Cresce anche in Puglia il numero dei nuclei familiari percettori di almeno una mensilità tra reddito e pensione di cittadinanza. Nel 2021 sono stati 147.879, per 344.217 persone coinvolte, con un importo mensile medio di 552 (secondo le cifre diffuse dall’Osservatorio statistico dell’Inps aggiornato a luglio scorso). “Un dato - commenta il segretario generale della Cgil regionale Pino Gesmundo - che evidenzia come la crisi pandemica ha accentuato la sofferenza delle famiglie, essendo aumentati di 46 mila unità i nuclei coinvolti rispetto al 2019, anno di istituzione della misura”.

Le famiglie che hanno percepito almeno una mensilità di reddito di cittadinanza sono state nei primi sette mesi dell’anno 135.071 (erano 91 mila nel 2019 e 128 mila nel 2020), per 329.223 persone coinvolte. A queste si sommano le 52.350 famiglie percettrici del reddito di emergenza, con 129.009 persone coinvolte. “Oltre il 10 per cento della popolazione pugliese percepisce sostegno al reddito, spesso l’unico, e sappiamo dai dati Istat che il 22 per cento vive in condizione di povertà relativa, cioè in famiglie di due persone che in un mese spendono per consumi una cifra uguale o inferiore a quella che spende in media una persona”, riprende Gesmundo.

Il segretario Cgil rileva che, di fronte “a uno scenario così drammatico, gli attacchi al reddito di cittadinanza risultano strumentali. Se davvero c’è chi rifiuta un lavoro percependo questi importi medi appena di drammatica sussistenza, significa che i salari che si propongono sono da fame, contrassegnati da prestazioni in nero o grigio. E smontiamo un falso mito: nessun percettore della misura può rifiutare un’offerta di lavoro regolare, pena la perdita del sostegno. A chi si rivolgono le imprese che dichiarano che non si ha voglia di lavorare perché si preferisce stare sul divano vivendo di miseri 500 euro al mese?”.

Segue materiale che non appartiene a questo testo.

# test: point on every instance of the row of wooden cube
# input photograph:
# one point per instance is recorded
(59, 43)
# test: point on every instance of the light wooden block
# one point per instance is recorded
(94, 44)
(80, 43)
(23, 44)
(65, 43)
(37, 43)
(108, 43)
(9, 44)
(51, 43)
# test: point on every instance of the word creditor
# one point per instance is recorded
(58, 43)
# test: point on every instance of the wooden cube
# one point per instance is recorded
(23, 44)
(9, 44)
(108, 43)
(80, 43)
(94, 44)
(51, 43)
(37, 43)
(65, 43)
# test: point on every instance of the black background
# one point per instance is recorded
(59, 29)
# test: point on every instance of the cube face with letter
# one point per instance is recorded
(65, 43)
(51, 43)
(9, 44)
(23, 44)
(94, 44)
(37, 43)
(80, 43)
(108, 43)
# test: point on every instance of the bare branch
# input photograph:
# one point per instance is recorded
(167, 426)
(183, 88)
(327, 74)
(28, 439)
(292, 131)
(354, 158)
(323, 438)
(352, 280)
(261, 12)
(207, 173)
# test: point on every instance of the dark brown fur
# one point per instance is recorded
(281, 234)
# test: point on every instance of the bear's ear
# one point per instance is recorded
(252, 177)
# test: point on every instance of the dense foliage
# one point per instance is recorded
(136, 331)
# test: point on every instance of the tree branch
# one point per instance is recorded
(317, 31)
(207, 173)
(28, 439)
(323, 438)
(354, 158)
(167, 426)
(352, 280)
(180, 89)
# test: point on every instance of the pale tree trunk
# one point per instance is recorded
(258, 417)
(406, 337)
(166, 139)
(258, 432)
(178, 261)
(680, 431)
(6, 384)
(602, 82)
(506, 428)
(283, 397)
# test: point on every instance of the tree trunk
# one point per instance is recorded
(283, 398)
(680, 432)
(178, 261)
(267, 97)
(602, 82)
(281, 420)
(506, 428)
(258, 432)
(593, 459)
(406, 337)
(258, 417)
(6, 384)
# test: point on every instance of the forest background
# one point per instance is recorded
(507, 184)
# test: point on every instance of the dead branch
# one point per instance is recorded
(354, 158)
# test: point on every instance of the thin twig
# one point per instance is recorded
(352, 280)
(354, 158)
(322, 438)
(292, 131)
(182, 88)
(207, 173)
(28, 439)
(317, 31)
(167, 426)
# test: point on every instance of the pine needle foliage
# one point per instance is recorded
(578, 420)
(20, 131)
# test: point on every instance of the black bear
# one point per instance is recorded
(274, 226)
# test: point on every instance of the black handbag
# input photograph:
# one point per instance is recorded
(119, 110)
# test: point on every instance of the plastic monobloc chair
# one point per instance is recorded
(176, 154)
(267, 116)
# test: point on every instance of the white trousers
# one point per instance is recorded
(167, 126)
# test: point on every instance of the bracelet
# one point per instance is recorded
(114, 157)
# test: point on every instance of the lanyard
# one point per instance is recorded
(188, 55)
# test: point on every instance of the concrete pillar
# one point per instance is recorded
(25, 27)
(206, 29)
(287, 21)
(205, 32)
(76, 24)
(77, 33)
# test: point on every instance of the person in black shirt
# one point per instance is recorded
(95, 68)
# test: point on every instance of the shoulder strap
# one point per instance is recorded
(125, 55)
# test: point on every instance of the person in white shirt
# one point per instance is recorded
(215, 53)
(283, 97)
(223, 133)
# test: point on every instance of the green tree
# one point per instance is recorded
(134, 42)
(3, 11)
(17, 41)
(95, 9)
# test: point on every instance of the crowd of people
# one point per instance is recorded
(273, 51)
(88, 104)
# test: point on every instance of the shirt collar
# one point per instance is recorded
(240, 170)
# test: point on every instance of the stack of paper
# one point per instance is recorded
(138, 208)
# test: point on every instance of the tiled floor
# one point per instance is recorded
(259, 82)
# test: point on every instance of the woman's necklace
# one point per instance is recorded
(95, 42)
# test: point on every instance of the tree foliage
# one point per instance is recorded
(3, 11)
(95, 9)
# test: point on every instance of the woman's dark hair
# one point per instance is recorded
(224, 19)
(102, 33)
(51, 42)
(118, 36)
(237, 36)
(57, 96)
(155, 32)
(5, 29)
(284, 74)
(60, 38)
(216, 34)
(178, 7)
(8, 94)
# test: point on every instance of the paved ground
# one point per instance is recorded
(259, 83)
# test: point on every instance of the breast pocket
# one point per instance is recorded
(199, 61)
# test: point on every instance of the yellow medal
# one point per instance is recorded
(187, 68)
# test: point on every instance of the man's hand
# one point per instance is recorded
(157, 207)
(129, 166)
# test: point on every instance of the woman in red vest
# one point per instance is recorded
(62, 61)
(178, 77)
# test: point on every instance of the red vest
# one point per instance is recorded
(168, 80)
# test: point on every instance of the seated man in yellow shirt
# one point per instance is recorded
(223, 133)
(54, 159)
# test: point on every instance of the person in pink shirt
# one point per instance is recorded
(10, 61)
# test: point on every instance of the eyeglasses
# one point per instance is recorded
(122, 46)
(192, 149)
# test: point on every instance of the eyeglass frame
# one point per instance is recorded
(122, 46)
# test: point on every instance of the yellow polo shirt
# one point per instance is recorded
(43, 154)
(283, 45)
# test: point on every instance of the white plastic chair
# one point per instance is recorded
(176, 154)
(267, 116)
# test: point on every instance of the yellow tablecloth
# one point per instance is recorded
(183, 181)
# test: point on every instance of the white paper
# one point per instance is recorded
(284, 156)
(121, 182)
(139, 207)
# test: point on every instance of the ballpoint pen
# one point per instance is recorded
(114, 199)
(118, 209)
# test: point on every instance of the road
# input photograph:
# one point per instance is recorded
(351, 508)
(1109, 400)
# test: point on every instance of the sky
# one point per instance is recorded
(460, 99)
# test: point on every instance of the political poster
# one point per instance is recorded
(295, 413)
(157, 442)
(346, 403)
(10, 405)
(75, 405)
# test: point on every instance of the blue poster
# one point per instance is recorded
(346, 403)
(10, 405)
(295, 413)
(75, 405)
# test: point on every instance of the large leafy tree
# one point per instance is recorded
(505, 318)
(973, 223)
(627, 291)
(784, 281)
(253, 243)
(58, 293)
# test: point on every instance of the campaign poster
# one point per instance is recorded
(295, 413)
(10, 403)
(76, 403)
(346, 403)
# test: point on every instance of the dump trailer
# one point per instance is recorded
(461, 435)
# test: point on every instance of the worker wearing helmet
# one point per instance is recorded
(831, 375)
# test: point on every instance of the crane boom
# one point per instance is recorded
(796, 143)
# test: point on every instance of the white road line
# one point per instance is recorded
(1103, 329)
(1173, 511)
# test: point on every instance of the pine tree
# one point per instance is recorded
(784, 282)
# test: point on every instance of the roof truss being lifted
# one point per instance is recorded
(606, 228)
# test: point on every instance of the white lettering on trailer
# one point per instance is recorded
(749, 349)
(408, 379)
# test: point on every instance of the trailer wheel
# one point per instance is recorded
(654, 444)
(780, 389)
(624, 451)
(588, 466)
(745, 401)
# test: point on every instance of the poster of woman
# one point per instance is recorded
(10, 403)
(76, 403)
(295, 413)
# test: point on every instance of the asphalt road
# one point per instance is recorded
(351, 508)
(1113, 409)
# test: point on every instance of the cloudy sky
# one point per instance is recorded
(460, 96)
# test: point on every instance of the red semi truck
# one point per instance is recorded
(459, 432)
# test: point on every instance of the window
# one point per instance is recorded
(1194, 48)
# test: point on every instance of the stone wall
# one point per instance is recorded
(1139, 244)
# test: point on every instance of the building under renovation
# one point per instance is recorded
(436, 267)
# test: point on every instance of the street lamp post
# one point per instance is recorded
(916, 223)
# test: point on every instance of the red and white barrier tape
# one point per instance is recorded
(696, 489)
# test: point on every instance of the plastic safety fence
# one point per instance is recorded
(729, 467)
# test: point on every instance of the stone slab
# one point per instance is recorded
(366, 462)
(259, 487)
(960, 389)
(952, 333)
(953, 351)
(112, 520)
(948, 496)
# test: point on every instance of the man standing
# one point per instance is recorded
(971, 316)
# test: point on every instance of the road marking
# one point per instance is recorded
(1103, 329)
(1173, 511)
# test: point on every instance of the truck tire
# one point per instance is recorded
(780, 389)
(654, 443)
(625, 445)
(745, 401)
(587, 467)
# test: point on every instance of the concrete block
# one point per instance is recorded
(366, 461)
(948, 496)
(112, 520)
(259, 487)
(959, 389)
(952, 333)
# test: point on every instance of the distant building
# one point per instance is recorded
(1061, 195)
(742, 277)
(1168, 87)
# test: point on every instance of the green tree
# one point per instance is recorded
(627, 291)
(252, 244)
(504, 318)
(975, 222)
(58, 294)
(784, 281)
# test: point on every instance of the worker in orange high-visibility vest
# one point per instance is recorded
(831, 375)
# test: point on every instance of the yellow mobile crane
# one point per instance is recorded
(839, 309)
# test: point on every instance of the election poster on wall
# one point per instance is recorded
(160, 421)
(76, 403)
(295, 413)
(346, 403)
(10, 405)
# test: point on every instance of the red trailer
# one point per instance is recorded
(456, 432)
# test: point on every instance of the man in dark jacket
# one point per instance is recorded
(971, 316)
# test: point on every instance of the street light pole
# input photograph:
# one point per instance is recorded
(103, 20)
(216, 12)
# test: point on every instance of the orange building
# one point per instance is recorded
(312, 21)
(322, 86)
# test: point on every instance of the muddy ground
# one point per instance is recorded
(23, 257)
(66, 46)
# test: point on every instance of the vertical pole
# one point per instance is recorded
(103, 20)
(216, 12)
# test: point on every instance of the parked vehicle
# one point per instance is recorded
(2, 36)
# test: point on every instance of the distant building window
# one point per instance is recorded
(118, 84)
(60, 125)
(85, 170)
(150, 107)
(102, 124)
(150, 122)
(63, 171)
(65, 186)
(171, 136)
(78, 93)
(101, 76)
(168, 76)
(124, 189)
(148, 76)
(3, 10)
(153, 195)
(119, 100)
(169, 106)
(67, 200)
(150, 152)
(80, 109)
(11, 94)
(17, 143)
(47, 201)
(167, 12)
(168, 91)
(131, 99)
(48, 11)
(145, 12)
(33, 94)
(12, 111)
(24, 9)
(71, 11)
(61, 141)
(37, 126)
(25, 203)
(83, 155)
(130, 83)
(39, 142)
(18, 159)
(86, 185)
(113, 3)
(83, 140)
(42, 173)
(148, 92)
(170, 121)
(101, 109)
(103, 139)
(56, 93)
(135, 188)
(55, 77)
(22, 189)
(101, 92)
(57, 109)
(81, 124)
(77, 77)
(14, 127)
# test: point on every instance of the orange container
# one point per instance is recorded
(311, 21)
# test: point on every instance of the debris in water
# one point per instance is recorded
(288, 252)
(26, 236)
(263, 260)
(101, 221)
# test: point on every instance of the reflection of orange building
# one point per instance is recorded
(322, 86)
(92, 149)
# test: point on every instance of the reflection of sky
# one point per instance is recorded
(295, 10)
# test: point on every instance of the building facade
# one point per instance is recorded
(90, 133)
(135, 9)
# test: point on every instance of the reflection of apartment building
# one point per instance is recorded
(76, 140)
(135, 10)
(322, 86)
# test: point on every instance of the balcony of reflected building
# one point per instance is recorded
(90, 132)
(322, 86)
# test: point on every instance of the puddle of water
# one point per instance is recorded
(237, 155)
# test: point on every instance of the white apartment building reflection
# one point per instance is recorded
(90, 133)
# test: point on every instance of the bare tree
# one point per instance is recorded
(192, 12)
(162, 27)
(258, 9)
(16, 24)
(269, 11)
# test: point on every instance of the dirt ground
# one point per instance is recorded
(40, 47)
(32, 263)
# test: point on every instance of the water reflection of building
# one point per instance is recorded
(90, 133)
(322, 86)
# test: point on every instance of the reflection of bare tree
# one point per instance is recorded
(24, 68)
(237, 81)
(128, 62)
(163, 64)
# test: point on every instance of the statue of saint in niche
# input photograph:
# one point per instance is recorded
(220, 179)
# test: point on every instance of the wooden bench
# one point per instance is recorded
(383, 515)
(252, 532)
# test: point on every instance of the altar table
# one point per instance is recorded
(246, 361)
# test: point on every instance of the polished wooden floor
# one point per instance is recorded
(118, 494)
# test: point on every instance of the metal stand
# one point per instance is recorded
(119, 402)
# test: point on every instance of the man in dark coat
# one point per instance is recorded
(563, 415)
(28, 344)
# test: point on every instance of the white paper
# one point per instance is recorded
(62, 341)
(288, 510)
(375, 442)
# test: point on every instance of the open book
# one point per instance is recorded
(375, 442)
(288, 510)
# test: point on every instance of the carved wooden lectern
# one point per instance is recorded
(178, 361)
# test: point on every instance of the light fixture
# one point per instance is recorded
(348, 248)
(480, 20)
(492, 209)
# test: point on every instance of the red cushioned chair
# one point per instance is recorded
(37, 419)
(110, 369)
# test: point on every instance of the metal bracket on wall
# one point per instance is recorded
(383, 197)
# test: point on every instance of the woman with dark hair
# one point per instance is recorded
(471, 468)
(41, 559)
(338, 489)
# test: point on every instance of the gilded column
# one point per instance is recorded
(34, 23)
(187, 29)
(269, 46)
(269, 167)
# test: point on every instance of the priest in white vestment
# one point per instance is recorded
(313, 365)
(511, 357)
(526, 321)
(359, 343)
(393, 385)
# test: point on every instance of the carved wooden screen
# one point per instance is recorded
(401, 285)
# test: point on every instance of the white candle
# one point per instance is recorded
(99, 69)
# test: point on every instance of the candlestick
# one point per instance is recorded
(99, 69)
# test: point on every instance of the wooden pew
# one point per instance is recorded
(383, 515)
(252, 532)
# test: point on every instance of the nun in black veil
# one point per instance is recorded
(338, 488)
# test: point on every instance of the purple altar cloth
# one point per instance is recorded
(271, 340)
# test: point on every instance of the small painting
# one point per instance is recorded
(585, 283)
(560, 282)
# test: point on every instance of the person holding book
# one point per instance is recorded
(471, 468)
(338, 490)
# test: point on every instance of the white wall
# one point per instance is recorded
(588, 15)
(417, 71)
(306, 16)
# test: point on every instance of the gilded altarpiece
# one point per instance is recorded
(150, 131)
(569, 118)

Per uscire da questa spirale della povertà, è evidente che “serve investire sulle politiche attive del lavoro, rafforzando ruolo e funzioni dei Centri per l’impiego, spingendo sulla formazione e sull’incontro tra domanda e offerta di lavoro. Si deve poter vivere di lavoro ma in modo dignitoso, non essere poveri pur lavorando, tra lavori precari, saltuari e sfruttati. E nell’affrontare la povertà emergente va rafforzato il welfare pubblico, va consentito alle famiglie povere l’accesso alle cure sanitarie, all’istruzione, senza dover sostenere costi aggiuntivi”.

Per Pino Gesmundo occorre dunque impegnare “le risorse del Pnrr e dei fondi strutturali per potenziare i servizi pubblici, per investimenti che creino buona e stabile occupazione”. E c’è un elemento, conclude l’esponente sindacale, che è particolarmente drammatico: “Se si va a guardare l’incidenza della povertà per fasce d’età, emerge come i nuovi poveri nel nostro Paese siano soprattutto i giovani, l’11,3 per cento tra i 18 e i 34 anni. Ecco cosa hanno prodotto gli attacchi al lavoro e ai suoi diritti. Per questa ragione è doppiamente offensivo proseguire con la falsa retorica dei giovani che preferiscono il divano e il reddito di cittadinanza, loro che sono state le prime vittime di trent’anni di politiche neoliberiste”.